Child contracts rare disease after swimming in Essex river

Leptospira bacteria
Leptospira bacteria - KATERYNA KON/SCIENCE PHOTO LIBRARY

A child contracted the rare Weil’s disease after swimming in a river, an Essex council has said.

Dedham parish council said the student “suffered a severe infection after swimming in the River Stour at Dedham, and has been very poorly”.

In a letter published online, the authority said it was a “confirmed case of Weil’s disease (leptospirosis), which can be very serious”.

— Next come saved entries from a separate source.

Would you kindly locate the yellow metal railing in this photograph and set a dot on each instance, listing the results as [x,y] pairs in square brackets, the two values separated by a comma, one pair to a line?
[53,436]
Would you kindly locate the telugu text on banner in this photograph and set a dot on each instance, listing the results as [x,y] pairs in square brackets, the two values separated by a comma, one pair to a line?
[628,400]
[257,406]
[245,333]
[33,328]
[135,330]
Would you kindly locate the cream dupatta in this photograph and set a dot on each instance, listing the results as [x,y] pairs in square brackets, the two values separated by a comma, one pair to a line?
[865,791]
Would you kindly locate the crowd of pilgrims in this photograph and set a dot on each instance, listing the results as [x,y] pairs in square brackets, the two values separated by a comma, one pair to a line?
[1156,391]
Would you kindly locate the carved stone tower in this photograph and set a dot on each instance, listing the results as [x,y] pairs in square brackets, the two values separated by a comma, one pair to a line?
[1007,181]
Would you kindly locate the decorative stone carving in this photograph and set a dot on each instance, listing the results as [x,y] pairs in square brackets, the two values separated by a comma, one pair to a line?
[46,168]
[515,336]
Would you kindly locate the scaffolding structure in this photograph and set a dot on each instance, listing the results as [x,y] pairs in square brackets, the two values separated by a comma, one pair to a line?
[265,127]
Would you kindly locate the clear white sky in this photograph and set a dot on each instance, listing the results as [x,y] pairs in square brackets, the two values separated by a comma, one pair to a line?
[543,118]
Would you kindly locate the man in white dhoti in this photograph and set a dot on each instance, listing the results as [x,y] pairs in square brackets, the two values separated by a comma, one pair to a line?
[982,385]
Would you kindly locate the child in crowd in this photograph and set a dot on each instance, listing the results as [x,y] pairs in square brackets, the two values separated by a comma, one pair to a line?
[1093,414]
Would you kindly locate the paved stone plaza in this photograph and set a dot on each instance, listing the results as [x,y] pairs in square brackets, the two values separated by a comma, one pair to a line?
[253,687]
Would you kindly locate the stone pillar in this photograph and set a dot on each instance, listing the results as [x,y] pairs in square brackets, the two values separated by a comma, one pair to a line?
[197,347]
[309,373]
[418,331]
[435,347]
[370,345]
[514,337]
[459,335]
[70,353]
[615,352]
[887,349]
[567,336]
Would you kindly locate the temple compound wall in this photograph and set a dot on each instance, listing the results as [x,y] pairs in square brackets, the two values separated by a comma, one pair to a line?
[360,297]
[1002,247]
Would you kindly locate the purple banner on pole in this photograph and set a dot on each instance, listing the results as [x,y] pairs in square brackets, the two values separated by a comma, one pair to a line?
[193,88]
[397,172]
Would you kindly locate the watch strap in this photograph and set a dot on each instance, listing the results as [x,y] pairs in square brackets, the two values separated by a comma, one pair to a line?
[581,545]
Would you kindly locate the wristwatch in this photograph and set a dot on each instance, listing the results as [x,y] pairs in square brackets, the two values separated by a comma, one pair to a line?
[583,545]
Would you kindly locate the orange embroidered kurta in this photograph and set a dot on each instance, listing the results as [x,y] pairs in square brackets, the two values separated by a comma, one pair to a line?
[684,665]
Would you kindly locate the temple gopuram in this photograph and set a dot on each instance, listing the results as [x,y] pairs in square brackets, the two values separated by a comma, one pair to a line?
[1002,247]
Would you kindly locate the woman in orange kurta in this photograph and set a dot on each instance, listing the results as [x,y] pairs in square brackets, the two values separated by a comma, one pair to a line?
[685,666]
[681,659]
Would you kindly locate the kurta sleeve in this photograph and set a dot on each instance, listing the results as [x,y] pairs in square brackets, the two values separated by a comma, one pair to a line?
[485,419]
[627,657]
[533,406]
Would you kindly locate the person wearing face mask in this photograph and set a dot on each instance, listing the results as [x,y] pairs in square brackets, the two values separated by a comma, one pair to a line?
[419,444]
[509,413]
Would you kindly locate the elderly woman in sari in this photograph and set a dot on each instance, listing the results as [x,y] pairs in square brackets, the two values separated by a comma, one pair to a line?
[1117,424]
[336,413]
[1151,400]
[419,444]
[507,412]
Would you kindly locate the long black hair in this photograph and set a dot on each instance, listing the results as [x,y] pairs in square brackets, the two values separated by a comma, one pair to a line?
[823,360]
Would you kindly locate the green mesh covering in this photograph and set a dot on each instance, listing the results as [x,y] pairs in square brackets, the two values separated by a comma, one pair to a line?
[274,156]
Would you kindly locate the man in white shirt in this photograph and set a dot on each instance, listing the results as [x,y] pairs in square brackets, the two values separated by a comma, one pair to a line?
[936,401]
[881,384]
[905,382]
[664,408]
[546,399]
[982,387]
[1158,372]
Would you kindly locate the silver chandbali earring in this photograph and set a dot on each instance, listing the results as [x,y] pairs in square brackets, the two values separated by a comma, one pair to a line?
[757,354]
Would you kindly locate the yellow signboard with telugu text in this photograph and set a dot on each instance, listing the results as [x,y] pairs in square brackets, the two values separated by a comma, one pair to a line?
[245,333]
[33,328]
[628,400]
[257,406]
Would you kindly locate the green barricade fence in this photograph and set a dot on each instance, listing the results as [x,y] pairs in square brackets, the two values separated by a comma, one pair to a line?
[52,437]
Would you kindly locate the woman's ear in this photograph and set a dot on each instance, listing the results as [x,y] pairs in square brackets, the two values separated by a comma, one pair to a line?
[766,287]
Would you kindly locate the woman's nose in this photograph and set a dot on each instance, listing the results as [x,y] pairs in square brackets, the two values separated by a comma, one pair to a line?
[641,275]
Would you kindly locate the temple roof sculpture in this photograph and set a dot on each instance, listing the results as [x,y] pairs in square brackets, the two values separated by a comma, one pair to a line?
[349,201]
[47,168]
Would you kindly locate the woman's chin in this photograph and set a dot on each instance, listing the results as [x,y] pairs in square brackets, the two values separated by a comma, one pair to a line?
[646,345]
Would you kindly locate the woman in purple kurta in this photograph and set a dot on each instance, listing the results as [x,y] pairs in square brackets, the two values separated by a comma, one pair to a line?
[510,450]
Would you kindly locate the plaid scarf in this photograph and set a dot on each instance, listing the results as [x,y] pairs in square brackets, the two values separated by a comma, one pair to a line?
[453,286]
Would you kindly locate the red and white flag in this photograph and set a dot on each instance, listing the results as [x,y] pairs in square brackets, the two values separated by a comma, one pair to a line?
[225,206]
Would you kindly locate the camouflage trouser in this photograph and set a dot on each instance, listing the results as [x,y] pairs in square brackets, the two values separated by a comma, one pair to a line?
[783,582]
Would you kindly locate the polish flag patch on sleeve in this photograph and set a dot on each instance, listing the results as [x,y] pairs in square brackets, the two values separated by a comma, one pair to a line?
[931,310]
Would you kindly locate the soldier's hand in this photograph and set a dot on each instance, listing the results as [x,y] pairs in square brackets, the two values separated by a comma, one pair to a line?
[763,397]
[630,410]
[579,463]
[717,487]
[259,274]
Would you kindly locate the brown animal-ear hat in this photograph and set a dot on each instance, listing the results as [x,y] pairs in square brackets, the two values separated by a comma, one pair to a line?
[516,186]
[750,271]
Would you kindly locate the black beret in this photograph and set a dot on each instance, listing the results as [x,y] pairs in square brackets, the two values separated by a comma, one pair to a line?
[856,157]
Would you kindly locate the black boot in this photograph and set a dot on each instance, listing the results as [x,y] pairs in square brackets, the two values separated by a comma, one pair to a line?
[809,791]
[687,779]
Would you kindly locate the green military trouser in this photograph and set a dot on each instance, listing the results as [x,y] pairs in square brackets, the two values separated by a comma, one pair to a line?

The disease is spread in the urine of infected animals, most commonly rats, mice, cows, pigs and dogs.

People can contract Weil’s disease if soil or fresh water gets in their mouth, eyes or a cut.

Most people who get Weil’s disease have no symptoms or mild flu-like symptoms, but some people become seriously ill, according to the NHS.

Symptoms may include high temperature, headache, body aches and pain, stomach ache, feeling or being sick, diarrhoea, redness in the whites of your eyes and yellowing of the skin or whites of the eyes.

People who may have been exposed to infected urine and are displaying symptoms are advised to see a GP.

The River Stour straddles the Suffolk and Essex border and has been painted by the artists John Constable and Thomas Gainsborough.

Dedham Parish Council said the Environment Agency is monitoring the river.

The Environment Agency has been approached for comment.

The council added that local environmental group PACE Manningtree (Practical Actions for Climate and the Environment) is “investigating the impact of untreated sewage released into the river by the sewage works at Dedham”.

Polluted rivers and coasts

The case comes amid growing anger over the polluted state of England’s rivers and coasts.

The council said it wanted to warn, “in addition to the risks of Weil’s disease and pollution”, of several other “serious safety concerns” about a site at the river at Mill Lane.

These include a report that a young boy “gashed his foot open” last weekend, with litter including glass bottles and cans regularly left in the area and posing a hazard.

There are also reports of metalwork underneath a bridge where many children jump from, and where the water can be “dangerously shallow”.

Meanwhile, around 16,000 households and businesses in the Brixham area of Devon have been told not to use their tap water for drinking without boiling and cooling it first due to cases of a waterborne disease caused by a microscopic parasite.

The UK Health Security Agency said last week that 46 cases of cryptosporidium had been confirmed and that more cases were anticipated.